Se impone a EMPRESA DE TRANSFORMACION AGRARIA SA (TRAGSA) y a la CONSEJERIA DE MEDIO AMBIENTE Y ORDENACION DEL TERRITORIO de la COMUNIDAD DE MADRID el pago de las costas del recurso en cuantía de 800 € a cada una más IVA.

Incorpórese el original de esta sentencia, por su orden, al Libro de Sentencias de esta Sección de Sala.

Expídanse certificaciones de esta sentencia para su unión a la pieza separada o rollo de suplicación, que se archivará en este Tribunal, y a los autos principales.

Notifíquese la presente sentencia a las partes y a la Fiscalía del Tribunal Superior de Justicia de Madrid.

Hágaseles saber a los antedichos, sirviendo para ello esta misma orden, que contra la presente sentencia pueden, si a su derecho conviene, interponer recurso de casación para la unificación de la doctrina, que ha de prepararse mediante escrito presentado ante esta Sala de lo Social de Madrid dentro del improrrogable plazo de los diez días laborales inmediatos siguientes a la fecha de notificación de esta sentencia de acuerdo con los establecido, más en concreto, en los artículos 220, 221 y 230 de la LRJS.
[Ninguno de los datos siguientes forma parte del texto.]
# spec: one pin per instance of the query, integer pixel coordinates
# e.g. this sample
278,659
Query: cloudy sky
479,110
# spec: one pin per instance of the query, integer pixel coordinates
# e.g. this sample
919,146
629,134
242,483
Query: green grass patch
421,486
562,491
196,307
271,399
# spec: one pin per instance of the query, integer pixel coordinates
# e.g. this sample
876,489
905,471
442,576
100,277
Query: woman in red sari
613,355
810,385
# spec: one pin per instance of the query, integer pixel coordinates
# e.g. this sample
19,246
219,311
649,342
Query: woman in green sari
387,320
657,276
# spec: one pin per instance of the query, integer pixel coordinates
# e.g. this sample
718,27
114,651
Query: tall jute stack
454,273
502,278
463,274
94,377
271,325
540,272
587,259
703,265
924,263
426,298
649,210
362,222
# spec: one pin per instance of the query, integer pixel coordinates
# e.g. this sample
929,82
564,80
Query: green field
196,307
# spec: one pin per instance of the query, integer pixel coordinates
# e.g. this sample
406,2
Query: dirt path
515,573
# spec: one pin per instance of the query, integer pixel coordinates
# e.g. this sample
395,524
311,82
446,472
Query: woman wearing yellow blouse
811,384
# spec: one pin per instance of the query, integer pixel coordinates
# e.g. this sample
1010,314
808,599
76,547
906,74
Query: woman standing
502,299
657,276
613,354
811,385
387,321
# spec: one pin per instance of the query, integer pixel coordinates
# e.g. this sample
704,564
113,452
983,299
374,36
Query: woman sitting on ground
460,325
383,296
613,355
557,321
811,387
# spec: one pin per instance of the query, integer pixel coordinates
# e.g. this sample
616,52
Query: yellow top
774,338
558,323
Asimismo se hace expresa advertencia a todo posible recurrente en casación para unificación de esta sentencia que no goce de la condición de trabajador o de causahabiente suyo o de beneficiario del Régimen Público de la Seguridad Social o del beneficio reconocido de justicia gratuita, deberá acreditarse ante esta Sala al tiempo de preparar el recurso el ingreso en metálico del depósito de 600 euros conforme al art. 229.1 b) de la LRJS y la consignación del importe de la condena cuando proceda, presentando resguardos acreditativos de haber efectuado ambos ingresos, separadamente, en la cuenta corriente número 2826000000002423 que esta Sección Primera tiene abierta en el Banco de Santander, sita en el Paseo del General Martínez Campos 35, Madrid.

Se puede realizar el ingreso por transferencia bancaria desde una cuenta corriente abierta en cualquier entidad bancaria distinta de Banco de Santander. Para ello ha de seguir todos los pasos siguientes:

Emitir la transferencia a la cuenta bancaria siguiente: IBAN ES55 0049 3569 9200 0500 1274. En el campo ordenante, se indicará como mínimo el nombre o razón social de la persona física o jurídica obligada a hacer el ingreso y si es posible, el nif /cif de la misma. En el campo beneficiario, se identificará al juzgado o tribunal que ordena el ingreso. En el campo "observaciones o concepto de la transferencia", se consignarán los 16 dígitos que corresponden al procedimiento número 2826000000002423.

Pudiéndose, en su caso, sustituir dicha consignación en metálico por el aseguramiento de dicha condena mediante el correspondiente aval solidario de duración indefinida y pagadero a primer requerimiento emitido por la entidad de crédito.

Cuando en la sentencia se reconozca al beneficiario el derecho a percibir prestaciones, el condenado al pago de la misma deberá ingresar en la Tesorería General de la Seguridad Social el capital-coste de la pensión o el importe de la prestación a la que haya sido condenado en el fallo, una vez se determine por ésta su importe, lo que se le comunicará por esta Sala ( art. 230/2 de la LRJS).

Una vez adquiera firmeza la presente sentencia, devuélvanse los autos originales, para su debida ejecución, al Juzgado de lo Social de su procedencia, dejando de ello debida nota en los Libros de esta Sección de Sala.

Así, por esta nuestra sentencia, lo pronunciamos, mandamos y firmamos.

La difusión del texto de esta resolución a partes no interesadas en el proceso en el que ha sido dictada sólo podrá llevarse a cabo previa disociación de los datos de carácter personal que los mismos contuvieran y con pleno respeto al derecho a la intimidad, a los derechos de las personas que requieran un especial deber de tutela o a la garantía del anonimato de las víctimas o perjudicados, cuando proceda.

Los datos personales incluidos en esta resolución no podrán ser cedidos, ni comunicados con fines contrarios a las leyes.